MC: Many thanks, Gary. I was very interested in the connectivity. In part this is because of my passionate internationalism. I was delighted to discover, for example, that just as Douglas Sirk in the USA in the 50s was making melodramas, so were Arab and Indian directors. I loved noticing that Dorothy Gale, Scarlett O’Hara and Ninotchka were all thematically connected. When I first saw Inception‘s corridor scene, I immediately thought of Cocteau. What helped with these connections was, firstly, that I drew a massive grid on a very large piece of paper, so I could plot years/themes, etc. It also helped that I studied lots of mathematics, so am good at matrices!
GK: How did you find some of the films you discussed? Many of the titles, even some in the more recent period, are obscure to film buffs. How do you discover these films, their stories and histories?
MC: My producer John was brilliant at finding DVDs of very obscure films that I knew about or had seen only once in Paris in 1986… I have nearly a thousand film books at home and each time I read one, if it mentions an interesting sounding film, I mark it in pen and fold the page down. That way I remember to look it up! There’s also a different question: knowing what you don’t know. I realized, for example, that I knew nothing about Ethiopian cinema, so I researched to see if there was such a thing, and there was, and it was good. The scientific method, which I was taught, devised by Karl Popper, was this: if you think there aren’t any Ethiopian films, try to DISprove this hypothesis. I tried to and I did disprove it.
GK: What can you say about the interviews you did in the film? How and why did you get the folks you did? Were there interviews you wanted but couldn’t get? How much of what you showed in The Story of Film was shaped by who you spoke to and what they said?

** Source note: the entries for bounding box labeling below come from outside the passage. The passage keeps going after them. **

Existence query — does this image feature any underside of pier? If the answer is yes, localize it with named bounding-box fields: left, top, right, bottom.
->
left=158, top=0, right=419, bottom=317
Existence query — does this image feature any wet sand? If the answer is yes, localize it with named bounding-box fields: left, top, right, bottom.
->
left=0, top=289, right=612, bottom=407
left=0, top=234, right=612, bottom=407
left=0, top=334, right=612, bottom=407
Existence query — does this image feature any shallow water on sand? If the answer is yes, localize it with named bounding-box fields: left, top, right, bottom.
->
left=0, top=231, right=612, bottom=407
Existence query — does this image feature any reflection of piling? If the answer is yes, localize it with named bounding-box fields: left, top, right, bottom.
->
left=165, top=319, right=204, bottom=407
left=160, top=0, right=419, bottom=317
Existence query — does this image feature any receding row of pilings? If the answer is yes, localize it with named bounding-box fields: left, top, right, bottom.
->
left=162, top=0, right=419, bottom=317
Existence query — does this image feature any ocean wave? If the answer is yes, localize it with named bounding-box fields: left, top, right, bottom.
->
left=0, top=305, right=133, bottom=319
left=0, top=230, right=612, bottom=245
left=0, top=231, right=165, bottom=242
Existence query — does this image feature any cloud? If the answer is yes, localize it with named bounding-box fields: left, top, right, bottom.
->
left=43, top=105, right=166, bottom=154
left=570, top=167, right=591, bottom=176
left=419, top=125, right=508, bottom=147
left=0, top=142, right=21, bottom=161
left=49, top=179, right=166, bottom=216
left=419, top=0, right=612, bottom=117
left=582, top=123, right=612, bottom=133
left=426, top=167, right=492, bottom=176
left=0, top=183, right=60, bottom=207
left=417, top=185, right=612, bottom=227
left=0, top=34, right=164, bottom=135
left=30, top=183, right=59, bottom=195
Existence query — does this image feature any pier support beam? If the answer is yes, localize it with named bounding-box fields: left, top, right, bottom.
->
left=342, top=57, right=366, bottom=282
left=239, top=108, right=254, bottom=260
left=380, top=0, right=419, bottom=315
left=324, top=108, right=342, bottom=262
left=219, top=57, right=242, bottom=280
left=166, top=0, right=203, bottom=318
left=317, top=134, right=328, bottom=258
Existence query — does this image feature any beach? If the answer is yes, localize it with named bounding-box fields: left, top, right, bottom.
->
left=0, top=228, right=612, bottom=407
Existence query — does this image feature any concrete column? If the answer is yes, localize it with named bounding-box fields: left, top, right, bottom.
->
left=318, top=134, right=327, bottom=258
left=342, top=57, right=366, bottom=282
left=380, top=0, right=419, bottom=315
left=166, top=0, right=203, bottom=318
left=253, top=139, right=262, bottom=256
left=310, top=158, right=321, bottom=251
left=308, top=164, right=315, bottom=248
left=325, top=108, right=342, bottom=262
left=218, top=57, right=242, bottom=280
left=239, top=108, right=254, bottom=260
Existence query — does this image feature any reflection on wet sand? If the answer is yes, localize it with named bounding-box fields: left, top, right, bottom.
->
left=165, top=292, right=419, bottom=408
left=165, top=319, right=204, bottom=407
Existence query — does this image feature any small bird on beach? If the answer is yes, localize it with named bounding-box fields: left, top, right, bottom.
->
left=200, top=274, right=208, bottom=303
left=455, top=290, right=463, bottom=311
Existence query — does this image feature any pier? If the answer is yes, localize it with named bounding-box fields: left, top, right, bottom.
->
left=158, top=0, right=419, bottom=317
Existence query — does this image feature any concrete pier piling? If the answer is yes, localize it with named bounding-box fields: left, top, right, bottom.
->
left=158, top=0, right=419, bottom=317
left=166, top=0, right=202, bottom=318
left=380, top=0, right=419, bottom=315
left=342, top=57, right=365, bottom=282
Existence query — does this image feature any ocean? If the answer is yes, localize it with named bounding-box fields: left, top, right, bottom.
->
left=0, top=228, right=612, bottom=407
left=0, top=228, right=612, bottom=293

MC: I knew that I didn’t want many interviews. A talking heads interview was so not what I was going for. I thought 40-60 in the 15-hour film. I think there are 43. I wanted people who were eyewitnesses to great moments in cinema, mostly because they made them but maybe because they were just there. None of the interviews lasted more than an hour (I hate wasting people’s time) and many lasted about 30 minutes. I knew what I wanted from them and I think they appreciated that. We tried to get David Lynch, but he said no. Though I’d interviewed him at length twice before, so I knew his thoughts pretty well. We also tried for Catherine Deneuve as I recall. We got most of the people we wanted, by writing a longish, personal, passionate letter to each one.
GK: What about the contemporary sections in the film that provided breathers—where you shot traffic or a street as you narrated a point? Why did you select some of the places you did?
MC: I wanted to film in places that had some resonance. I hardly ever moved the camera (there’s one pan in 15 hours) and I filmed often at dawn or dusk. I wanted these images to be a bit like simple magic lantern slides. And when I filmed at the Hollywood sign, it was from the back, to show its nuts and bolts…
GK: You showcase so many genres and styles here. What do you like to watch?
MC: I love slow films, musicals, dreamlike films of all sorts. Not so keen on biopics or costume dramas.
GK: What do you think is the most innovative element in cinema?
MC: The way it can flit about in time. The way it is there and not there. Its “third person singular.”
GK: Where do you think the future of film is headed?
MC: I just don’t know. I’m sure that we are not at the end of its days. I feel that we are closer to its beginning. The circumstances in which we watch it are changing fast, as is its indexical link with reality, but I suspect that it’ll always flicker between that reality and something more dreamlike…
Gary M. Kramer is a freelance film critic and the author of Independent Queer Cinema: Reviews and Interviews.